Puppetry in the 21th Century: Reflections and Challenges
The Aleksander Zelwerowicz National Academy of Dramatic Art in Warsaw, Branch Campus in Bialystok, Puppet Theatre Art Department, Białystok , 2019
The end of the 20th and beginning of the 21st centuries brought heightened visibility of puppets and performing objects in various fields of cultural performance, so that we might call these last decades ‘a puppet moment’ – as Claudia Orenstein points out in the introduction to the book "The Routledge Companion to the Puppetry and Material Performance" (London, 2014). We are profoundly convinced of the truth of this reflection and we see in this point of view an important research challenge, one that leads toward a discussion about the processes, tendencies, and influences shaping contemporary puppetry in different countries.
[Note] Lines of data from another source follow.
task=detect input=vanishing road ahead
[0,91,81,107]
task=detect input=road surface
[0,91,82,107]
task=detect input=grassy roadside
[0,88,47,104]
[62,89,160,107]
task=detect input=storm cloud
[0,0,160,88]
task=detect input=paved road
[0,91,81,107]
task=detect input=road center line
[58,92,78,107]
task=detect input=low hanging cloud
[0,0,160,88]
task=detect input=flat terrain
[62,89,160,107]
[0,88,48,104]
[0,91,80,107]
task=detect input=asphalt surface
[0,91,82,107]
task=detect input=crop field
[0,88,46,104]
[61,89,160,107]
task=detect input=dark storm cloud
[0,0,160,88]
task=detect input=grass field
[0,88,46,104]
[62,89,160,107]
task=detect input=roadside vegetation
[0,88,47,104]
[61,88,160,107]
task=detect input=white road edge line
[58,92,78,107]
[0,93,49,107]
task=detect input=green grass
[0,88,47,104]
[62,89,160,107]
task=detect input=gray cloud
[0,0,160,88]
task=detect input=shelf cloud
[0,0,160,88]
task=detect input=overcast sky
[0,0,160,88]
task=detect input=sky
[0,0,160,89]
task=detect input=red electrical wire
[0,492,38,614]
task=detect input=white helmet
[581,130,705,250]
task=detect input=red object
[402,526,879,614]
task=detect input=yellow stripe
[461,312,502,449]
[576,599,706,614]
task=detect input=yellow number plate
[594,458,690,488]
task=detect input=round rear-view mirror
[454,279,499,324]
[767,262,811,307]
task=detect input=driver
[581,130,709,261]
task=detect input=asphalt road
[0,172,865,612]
The intention of our monograph is to present theoretical and practical ideas, analyses and questions which have arisen since the turn of the century under the influence of the latest puppet performances and works inspired by puppet art. The collection of articles naturally represents only a few of the possible approaches to these topics, but we hope it provides a glimpse of multidirectional contemporary reflection and different perspectives of research now being applied to (and demanded by) puppet art.
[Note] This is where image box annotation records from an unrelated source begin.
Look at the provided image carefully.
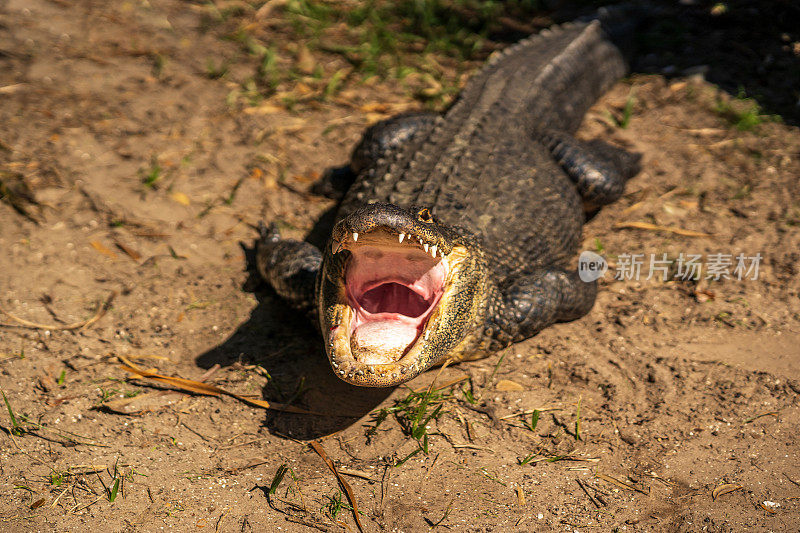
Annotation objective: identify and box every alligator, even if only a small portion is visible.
[256,11,639,387]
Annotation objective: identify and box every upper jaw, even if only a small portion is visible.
[320,222,450,387]
[330,203,453,258]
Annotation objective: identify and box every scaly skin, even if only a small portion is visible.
[258,17,636,387]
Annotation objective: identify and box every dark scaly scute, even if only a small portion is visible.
[339,21,625,278]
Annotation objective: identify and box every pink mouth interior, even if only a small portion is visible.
[345,243,446,364]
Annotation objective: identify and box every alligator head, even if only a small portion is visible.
[317,203,486,387]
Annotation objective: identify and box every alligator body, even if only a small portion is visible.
[257,13,638,387]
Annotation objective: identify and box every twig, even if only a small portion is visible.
[614,222,712,237]
[308,438,366,533]
[575,479,605,509]
[0,291,117,331]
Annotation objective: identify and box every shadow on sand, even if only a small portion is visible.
[197,217,394,440]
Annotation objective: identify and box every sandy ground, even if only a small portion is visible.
[0,0,800,532]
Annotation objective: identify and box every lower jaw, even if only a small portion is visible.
[326,306,432,387]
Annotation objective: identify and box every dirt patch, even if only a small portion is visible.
[0,0,800,531]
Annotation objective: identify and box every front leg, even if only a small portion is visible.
[486,268,597,350]
[256,223,322,314]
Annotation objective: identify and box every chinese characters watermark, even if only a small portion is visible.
[578,251,763,283]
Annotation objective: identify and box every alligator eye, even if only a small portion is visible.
[417,207,433,224]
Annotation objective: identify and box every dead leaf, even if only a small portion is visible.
[89,241,117,261]
[297,44,317,74]
[170,192,192,205]
[114,240,142,263]
[711,483,742,500]
[117,355,323,416]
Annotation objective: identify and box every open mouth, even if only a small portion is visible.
[336,229,447,365]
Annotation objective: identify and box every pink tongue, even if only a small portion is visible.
[360,283,428,317]
[351,320,418,365]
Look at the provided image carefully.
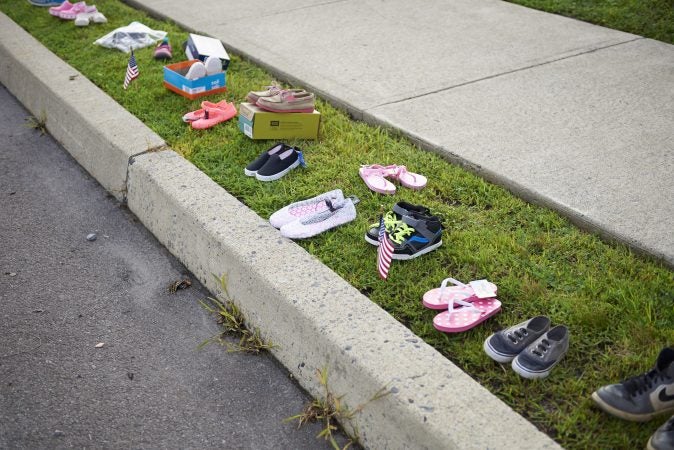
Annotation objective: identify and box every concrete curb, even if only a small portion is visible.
[0,14,559,449]
[123,0,674,268]
[0,13,166,200]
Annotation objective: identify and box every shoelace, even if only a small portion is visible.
[531,339,550,358]
[506,328,529,344]
[389,221,415,244]
[370,211,403,234]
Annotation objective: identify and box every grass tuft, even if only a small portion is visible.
[198,274,275,354]
[285,367,390,450]
[26,111,48,136]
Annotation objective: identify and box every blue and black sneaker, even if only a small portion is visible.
[389,215,442,260]
[365,202,432,246]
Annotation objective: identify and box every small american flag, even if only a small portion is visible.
[124,50,138,89]
[377,216,393,280]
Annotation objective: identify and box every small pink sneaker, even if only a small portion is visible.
[49,0,73,17]
[59,2,96,20]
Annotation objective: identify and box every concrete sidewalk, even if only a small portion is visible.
[129,0,674,265]
[0,85,331,449]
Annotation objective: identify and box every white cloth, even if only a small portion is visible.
[94,22,167,53]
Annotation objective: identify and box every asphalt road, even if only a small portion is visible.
[0,85,328,449]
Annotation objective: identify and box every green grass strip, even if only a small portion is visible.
[0,0,674,449]
[507,0,674,44]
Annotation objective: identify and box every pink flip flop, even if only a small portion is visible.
[183,100,229,122]
[423,278,497,309]
[391,166,428,190]
[192,103,236,130]
[358,164,396,195]
[59,2,91,20]
[433,298,501,333]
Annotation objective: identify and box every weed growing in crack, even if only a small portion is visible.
[26,110,47,136]
[198,274,274,354]
[285,367,390,450]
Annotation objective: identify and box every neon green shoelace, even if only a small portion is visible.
[389,221,414,244]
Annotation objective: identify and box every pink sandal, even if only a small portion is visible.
[423,278,497,309]
[59,2,97,20]
[49,0,73,17]
[183,100,229,122]
[358,164,396,194]
[192,103,236,130]
[433,298,501,333]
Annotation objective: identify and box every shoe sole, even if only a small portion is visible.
[391,241,442,261]
[512,355,564,380]
[255,159,300,181]
[482,334,517,364]
[592,392,674,422]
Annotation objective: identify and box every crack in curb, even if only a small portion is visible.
[121,142,171,205]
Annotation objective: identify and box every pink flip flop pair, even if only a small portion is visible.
[423,278,501,333]
[183,100,236,130]
[358,164,428,194]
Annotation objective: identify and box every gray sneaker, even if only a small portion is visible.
[592,348,674,422]
[646,416,674,450]
[512,325,569,379]
[484,316,550,364]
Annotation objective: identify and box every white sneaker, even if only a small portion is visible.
[185,61,206,80]
[269,189,344,228]
[281,197,358,239]
[204,56,222,75]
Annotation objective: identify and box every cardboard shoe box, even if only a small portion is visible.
[185,34,229,70]
[164,59,227,100]
[239,103,321,139]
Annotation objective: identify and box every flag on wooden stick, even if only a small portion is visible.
[377,216,393,280]
[124,50,138,89]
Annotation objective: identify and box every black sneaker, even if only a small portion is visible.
[243,142,291,177]
[646,416,674,450]
[255,148,305,181]
[592,348,674,422]
[365,202,431,246]
[483,316,550,364]
[512,325,569,379]
[389,214,442,260]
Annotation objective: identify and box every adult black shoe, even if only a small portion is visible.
[646,416,674,450]
[512,325,569,379]
[365,202,432,246]
[483,316,550,364]
[592,348,674,422]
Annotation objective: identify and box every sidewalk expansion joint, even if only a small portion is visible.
[363,36,645,112]
[121,143,171,204]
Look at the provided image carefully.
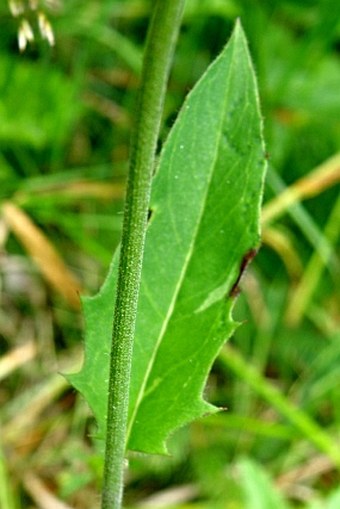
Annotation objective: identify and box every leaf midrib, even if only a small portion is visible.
[126,36,237,446]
Edward Gordon Craig's 1908 essay, "The Actor and the Über-marionette," which has become foundational to critical discussions of puppetry, as well as an important reference in the field of theater studies, famously sets up the essential qualities of the puppet in contrast to those of the human actor. In the historically small, but now growing, field of puppetry scholarship, Craig's views have helped elucidate a universal idea of the puppet and spawned a stream of writings that attempt to define the unique qualities the puppet offers to the stage. Craig's essay, however, grows out of a specific historical moment when an unprecedented number of artists, especially in Europe, were enthralled with the puppet (Posner 130). Harold B. Segel's Pinocchio 's Progeny (1995), which reads like a catalogue of modernist playwrights exploring puppets and related figures-as dramatic metaphors and actual performance elements-amply attests to the excitement around the form at that time. Visual artists of the period also engaged with puppetry in their quest to invigorate artistic styles. Paul Klee, for example, crafted around fifty hand puppets for his son Felix. These have recently received critical attention as artworks in their own right and for their role in illuminating Klee's oeuvre (Hopfengart, et al.). Why were Craig and his contemporaries so engaged with and captivated by the puppet? We might further refine this question by asking how the puppet, and particular views of it, addressed the needs and concerns of that moment, searching more for historically unique uses, ideas, definitions of, and engagements with the puppet, over Craig's universals.